For the chart of these same transits within the chart of the United States, we first of all see an exact Neptune Return of the US. This is the first time that Neptune had returned to its natal position. For human beings planetary returns are important for some “crisis” (not a negative term) in the nature of the planet involved. For people, the most notable return is that of Saturn, which occurs ever 29 years or so. At one time this led to the saying, among those who had not experienced their first Saturn Return, of “Never trust Anyone Over Thirty”. In biographies we can notice that people often change around thirty, an you may notice that in your own life. People truly become adults at that time. The second Saturn Return is at age fifty eight, and a change occurs then that many do not recognize. A third Saturn Return, which also corresponds, more or less, to the Uranus Return, occurs at age 85. This is important but not much talked about. But humans never have a Neptune Return (or a Pluto Return, which is very important and coming up for the United Sates) which occurs at about 160 years. This Neptune Return of the US involved some Neptunian examples of illusion and deception, though perhaps not intended.

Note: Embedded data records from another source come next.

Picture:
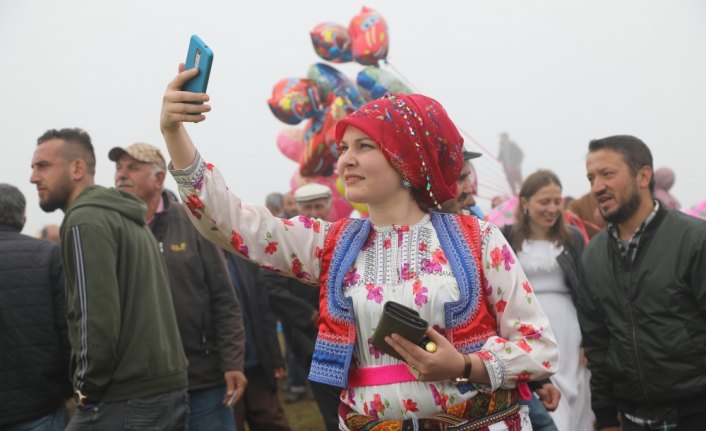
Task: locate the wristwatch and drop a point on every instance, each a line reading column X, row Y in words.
column 468, row 366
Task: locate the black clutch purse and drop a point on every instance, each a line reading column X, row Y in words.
column 404, row 321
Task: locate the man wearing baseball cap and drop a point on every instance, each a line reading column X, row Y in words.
column 468, row 185
column 313, row 200
column 208, row 313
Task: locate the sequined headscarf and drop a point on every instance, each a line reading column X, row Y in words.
column 418, row 139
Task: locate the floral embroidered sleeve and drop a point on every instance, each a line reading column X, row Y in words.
column 525, row 348
column 288, row 246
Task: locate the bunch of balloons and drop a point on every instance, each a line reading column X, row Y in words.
column 326, row 95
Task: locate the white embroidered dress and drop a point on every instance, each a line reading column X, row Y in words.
column 405, row 264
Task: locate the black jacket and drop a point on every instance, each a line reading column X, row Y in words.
column 208, row 313
column 34, row 345
column 644, row 326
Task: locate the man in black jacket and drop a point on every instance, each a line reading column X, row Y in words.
column 260, row 406
column 34, row 345
column 208, row 314
column 643, row 307
column 297, row 305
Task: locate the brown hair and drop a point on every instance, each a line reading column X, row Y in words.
column 559, row 232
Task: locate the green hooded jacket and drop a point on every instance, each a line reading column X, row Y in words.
column 124, row 338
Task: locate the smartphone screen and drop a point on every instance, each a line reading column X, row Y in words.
column 200, row 56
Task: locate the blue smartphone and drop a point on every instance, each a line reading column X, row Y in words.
column 201, row 57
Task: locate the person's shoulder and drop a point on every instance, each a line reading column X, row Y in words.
column 693, row 227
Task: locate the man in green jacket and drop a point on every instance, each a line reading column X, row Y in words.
column 642, row 306
column 127, row 362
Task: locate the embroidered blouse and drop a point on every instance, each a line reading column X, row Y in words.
column 401, row 263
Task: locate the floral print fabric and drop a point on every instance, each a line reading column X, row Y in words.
column 401, row 263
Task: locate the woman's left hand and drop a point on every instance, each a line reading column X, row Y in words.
column 445, row 363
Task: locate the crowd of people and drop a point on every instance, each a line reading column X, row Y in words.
column 156, row 314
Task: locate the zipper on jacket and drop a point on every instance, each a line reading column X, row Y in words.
column 633, row 328
column 203, row 328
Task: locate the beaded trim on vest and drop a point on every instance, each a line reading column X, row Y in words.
column 470, row 322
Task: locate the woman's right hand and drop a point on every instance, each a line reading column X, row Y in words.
column 175, row 106
column 176, row 109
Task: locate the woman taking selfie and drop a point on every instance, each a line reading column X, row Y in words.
column 401, row 155
column 550, row 251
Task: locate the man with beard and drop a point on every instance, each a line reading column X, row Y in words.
column 642, row 308
column 127, row 363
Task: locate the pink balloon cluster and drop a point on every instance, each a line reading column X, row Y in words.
column 326, row 95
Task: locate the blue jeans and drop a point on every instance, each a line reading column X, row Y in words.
column 539, row 416
column 208, row 412
column 55, row 421
column 164, row 412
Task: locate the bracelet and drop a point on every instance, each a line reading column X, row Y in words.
column 468, row 366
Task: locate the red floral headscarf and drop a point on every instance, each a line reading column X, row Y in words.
column 418, row 139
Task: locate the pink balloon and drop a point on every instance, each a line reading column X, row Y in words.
column 290, row 143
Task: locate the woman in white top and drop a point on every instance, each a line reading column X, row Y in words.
column 401, row 155
column 549, row 251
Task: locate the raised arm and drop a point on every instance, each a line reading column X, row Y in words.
column 178, row 107
column 525, row 348
column 288, row 246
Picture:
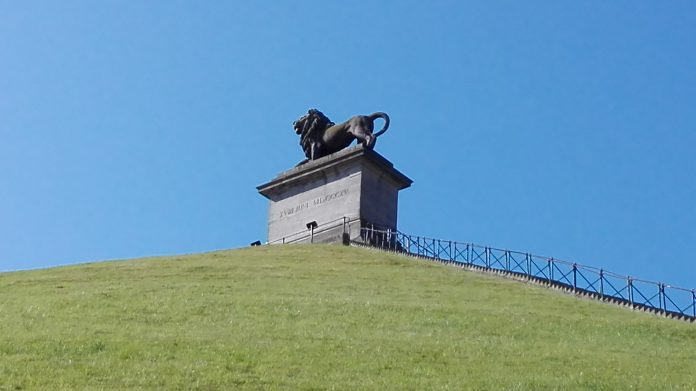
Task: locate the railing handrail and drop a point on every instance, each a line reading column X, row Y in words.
column 607, row 285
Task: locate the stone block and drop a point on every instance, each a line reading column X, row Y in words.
column 340, row 192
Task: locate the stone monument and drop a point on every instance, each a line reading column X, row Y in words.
column 338, row 189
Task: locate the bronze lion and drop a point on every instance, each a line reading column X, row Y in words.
column 320, row 137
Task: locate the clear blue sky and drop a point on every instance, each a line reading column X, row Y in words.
column 565, row 129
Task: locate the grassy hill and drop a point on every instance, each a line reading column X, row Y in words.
column 322, row 317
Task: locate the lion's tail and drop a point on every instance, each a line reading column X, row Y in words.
column 385, row 117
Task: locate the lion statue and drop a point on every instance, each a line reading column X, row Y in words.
column 320, row 137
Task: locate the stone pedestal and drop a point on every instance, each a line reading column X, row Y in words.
column 340, row 193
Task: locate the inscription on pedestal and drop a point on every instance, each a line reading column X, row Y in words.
column 356, row 184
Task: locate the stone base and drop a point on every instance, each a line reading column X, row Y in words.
column 341, row 192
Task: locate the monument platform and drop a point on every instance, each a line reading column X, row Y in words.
column 338, row 194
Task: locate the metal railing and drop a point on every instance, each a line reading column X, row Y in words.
column 346, row 225
column 637, row 293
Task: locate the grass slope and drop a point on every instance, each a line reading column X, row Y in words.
column 321, row 317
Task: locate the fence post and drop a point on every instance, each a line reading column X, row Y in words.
column 661, row 296
column 528, row 258
column 575, row 278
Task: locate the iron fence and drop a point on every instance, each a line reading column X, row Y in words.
column 637, row 293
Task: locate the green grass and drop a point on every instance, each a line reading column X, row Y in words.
column 322, row 317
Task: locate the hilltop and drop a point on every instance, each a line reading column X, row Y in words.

In addition, Mars has just passed over the Midheaven of the United States. This happens every two years, so it is not uncommon, but its position shows that Mars-like things, especially War, occupied the consciousness of the United States and thus the citizens of that country. We also see transiting Saturn aspecting the Sun, Moon, and Ascendant of the United States, as well as opposing its own natal position, reflecting the still depressed state of the populace in these waning days of the Great Depression, and also the further repression that was currently happening because of Roosevelt’s tightening of activities that ameliorated the Great Depression, resulting in what is called the Roosevelt Recession. One can see that a number of astrological factors occurred at the same time that permitted the panic following this radio broadcast to take place. While obviously the combination of these factors, all minor, would not allow someone to forecast the consequences, upon hindsight it is possible to “hindcast” what in fact did happen.